Jury selection begins today in the George Zimmerman murder trial in Sanford

Headline Surfer, greater Daytona Beach's 24/7 internet newspaper, among 3 dozen media outlets with seating for high profile case

George Zimmerman shakes hands with co-defense counsel Don West / Headline SurferPool photo by Joe Burbank/Orlando Sentinel / for Headline Surfer /
George Zimmerman, accused of second-degree murder in the shooting death of 17-year-old Trayvon Martin shakes hands with one of his attorneys, Don West, after court was recessed for the day Saturday following a preliminary hearing at the Seminole County Courthouse in Sanford, Fla. 

SANFORD -- Security will be extremely tight when jury selection gets under way this morning at the Seminole County Courthouse for George Zimmerman, charged with second-degree murder in the shooting death of Trayvon Martin -- the high profile case that galvanized the nation with gun rights advocates on one side and claims of racism on the other side since the victim was a 17-year-old black youth and an arrest wasn't immediately forthcoming leading to nationwide protests.

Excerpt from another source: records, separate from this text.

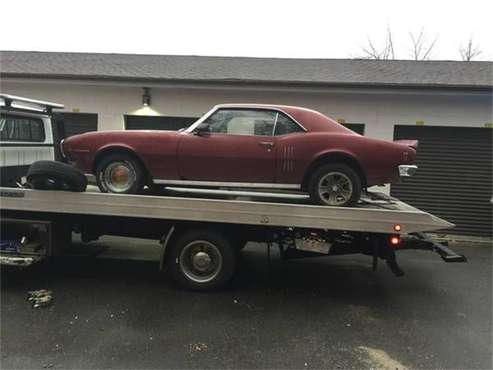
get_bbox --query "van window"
[0,115,45,142]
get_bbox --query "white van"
[0,94,63,186]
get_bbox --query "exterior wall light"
[142,87,151,107]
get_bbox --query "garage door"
[59,112,98,137]
[391,126,493,237]
[125,115,197,130]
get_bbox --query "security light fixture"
[142,87,151,107]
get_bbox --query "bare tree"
[409,28,438,60]
[459,37,481,62]
[362,27,395,60]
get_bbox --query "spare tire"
[26,161,87,192]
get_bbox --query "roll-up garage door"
[391,126,493,237]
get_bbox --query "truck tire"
[96,153,145,194]
[166,229,238,291]
[26,161,87,192]
[308,163,361,207]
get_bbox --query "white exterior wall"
[0,79,493,140]
[0,79,493,193]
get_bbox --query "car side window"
[274,113,303,136]
[0,116,45,142]
[205,109,276,136]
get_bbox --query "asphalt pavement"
[0,238,492,369]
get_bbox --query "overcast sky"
[0,0,493,60]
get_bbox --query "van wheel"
[308,163,361,207]
[166,229,238,291]
[96,153,145,194]
[26,161,87,192]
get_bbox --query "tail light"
[389,235,401,247]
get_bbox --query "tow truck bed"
[0,187,466,290]
[0,188,454,234]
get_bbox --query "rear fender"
[302,150,367,189]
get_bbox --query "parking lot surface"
[1,239,492,369]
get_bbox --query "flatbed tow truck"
[0,95,467,290]
[0,187,466,290]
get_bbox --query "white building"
[0,51,493,236]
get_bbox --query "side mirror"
[194,123,211,136]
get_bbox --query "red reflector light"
[390,236,401,245]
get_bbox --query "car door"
[178,108,276,183]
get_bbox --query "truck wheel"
[308,163,361,207]
[26,161,87,192]
[96,153,144,194]
[166,229,237,291]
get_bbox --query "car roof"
[214,103,357,135]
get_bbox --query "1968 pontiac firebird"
[61,104,417,206]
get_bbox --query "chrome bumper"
[399,164,418,177]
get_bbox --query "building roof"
[0,51,493,89]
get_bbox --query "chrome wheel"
[102,162,137,193]
[318,172,353,206]
[179,240,223,283]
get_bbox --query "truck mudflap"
[0,253,43,267]
[277,231,467,277]
[0,218,52,267]
[396,233,467,262]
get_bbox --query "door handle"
[259,141,274,149]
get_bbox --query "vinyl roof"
[0,51,493,89]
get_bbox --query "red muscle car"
[61,104,417,206]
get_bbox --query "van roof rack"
[0,93,64,114]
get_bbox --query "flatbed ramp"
[0,187,454,234]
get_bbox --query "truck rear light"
[390,235,401,247]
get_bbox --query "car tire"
[166,229,238,291]
[26,161,87,192]
[96,153,145,194]
[308,163,362,207]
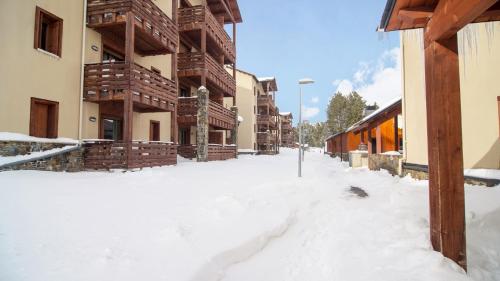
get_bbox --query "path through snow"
[0,150,500,281]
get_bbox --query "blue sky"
[237,0,400,122]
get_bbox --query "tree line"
[293,91,378,147]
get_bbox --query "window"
[149,120,160,141]
[30,98,59,138]
[180,88,189,98]
[151,66,161,75]
[34,7,63,57]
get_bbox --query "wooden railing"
[177,97,236,130]
[87,0,179,53]
[179,144,237,161]
[84,62,177,111]
[208,144,237,161]
[83,140,177,170]
[178,6,236,63]
[177,52,236,97]
[257,114,277,127]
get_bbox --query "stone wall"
[0,141,84,172]
[0,141,75,156]
[368,154,403,176]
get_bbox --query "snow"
[0,132,78,144]
[0,148,500,281]
[464,169,500,180]
[0,145,75,167]
[381,151,401,156]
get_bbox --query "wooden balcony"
[257,95,276,109]
[257,115,277,129]
[178,6,236,64]
[177,97,236,130]
[177,52,236,97]
[83,62,177,112]
[87,0,179,56]
[281,123,292,131]
[83,141,177,170]
[179,144,237,161]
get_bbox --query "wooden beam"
[425,0,498,44]
[398,6,434,25]
[425,32,466,269]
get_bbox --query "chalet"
[177,0,242,161]
[0,0,179,169]
[279,112,294,147]
[379,0,500,269]
[226,68,264,153]
[257,77,279,154]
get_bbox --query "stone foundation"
[368,154,403,176]
[0,141,75,156]
[0,144,84,172]
[349,151,368,168]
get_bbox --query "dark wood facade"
[83,0,179,169]
[280,113,294,147]
[380,0,500,269]
[257,78,280,154]
[177,0,242,161]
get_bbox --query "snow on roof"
[345,97,401,132]
[257,77,276,82]
[0,132,78,144]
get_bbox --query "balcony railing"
[177,52,236,97]
[178,6,236,63]
[84,62,177,111]
[83,141,177,170]
[87,0,179,55]
[177,97,236,130]
[179,144,237,161]
[257,115,277,127]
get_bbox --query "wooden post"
[425,34,467,269]
[170,1,180,144]
[375,124,383,154]
[123,12,135,168]
[394,115,399,151]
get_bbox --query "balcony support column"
[123,12,135,168]
[231,106,239,158]
[196,86,209,162]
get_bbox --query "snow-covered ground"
[0,149,500,281]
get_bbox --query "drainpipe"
[399,31,408,161]
[78,0,87,141]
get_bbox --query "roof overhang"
[379,0,500,31]
[207,0,243,23]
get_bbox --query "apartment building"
[279,112,294,147]
[177,0,242,161]
[257,77,279,155]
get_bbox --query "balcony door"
[30,98,59,138]
[101,117,123,141]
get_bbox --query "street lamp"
[299,78,314,178]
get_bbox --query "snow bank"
[0,145,75,167]
[0,148,500,281]
[0,132,78,144]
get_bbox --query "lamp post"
[299,78,314,178]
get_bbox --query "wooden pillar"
[375,124,383,154]
[233,21,236,106]
[123,12,135,168]
[425,34,467,269]
[394,115,399,151]
[170,0,179,144]
[200,25,208,87]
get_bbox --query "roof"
[379,0,500,31]
[352,97,401,131]
[257,77,278,92]
[207,0,243,23]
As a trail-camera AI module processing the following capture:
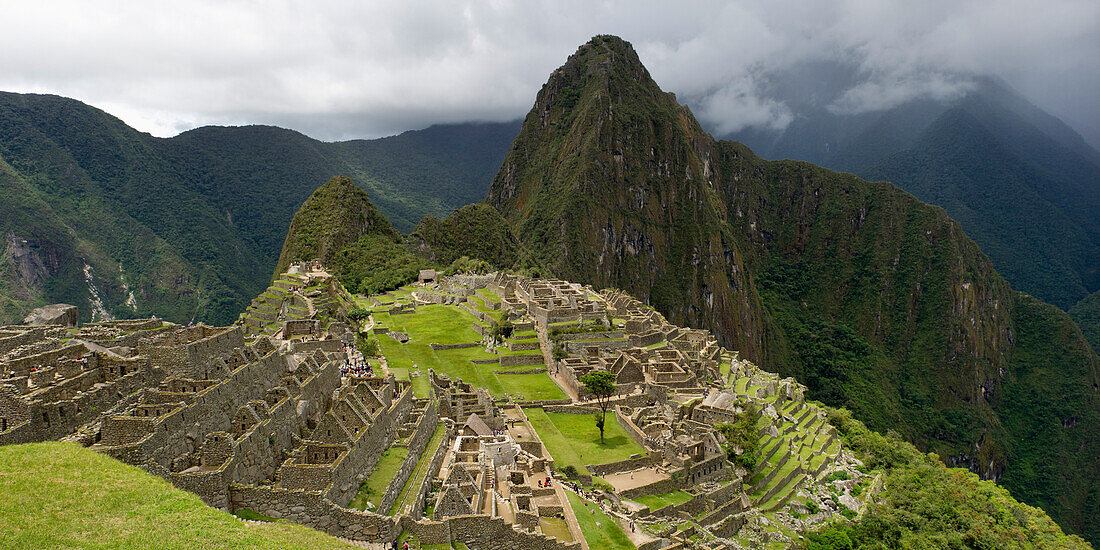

Not since the Casey Anthony murder trial ended in a not-guilty verdict for the mother in the killing of toddler daughter, Caylee, has Florida been waiting on such a high-profile trial.

Headline Surfer will bring the news to its readers online as it develops throughout the course of the trial, which is expected to last at least a month, if not longer.

Jury selection will be especially trying since the case is one of the most covered in modern times. The jury is to be comprised of six people who live in 18th Judicial Circuit, which comprises Seminole and Brevard counties, though most are expected to come from the greater Sanford area where the killing occurred.

Along with the choosing of six jurors, at least three alternates will be selected as well. 

The judge has already ruled the prospective jurors will be identified by a pre-determined number ID instead of their real names and media pool providers -- The Orlando Sentinel for still photography and CNN's In Session with video feeds -- will not be allowed to capture their images. No photography is allowed inside the courthouse and media is barred from shooting the jurors leaving and entering the courthouse under law enforcement escort.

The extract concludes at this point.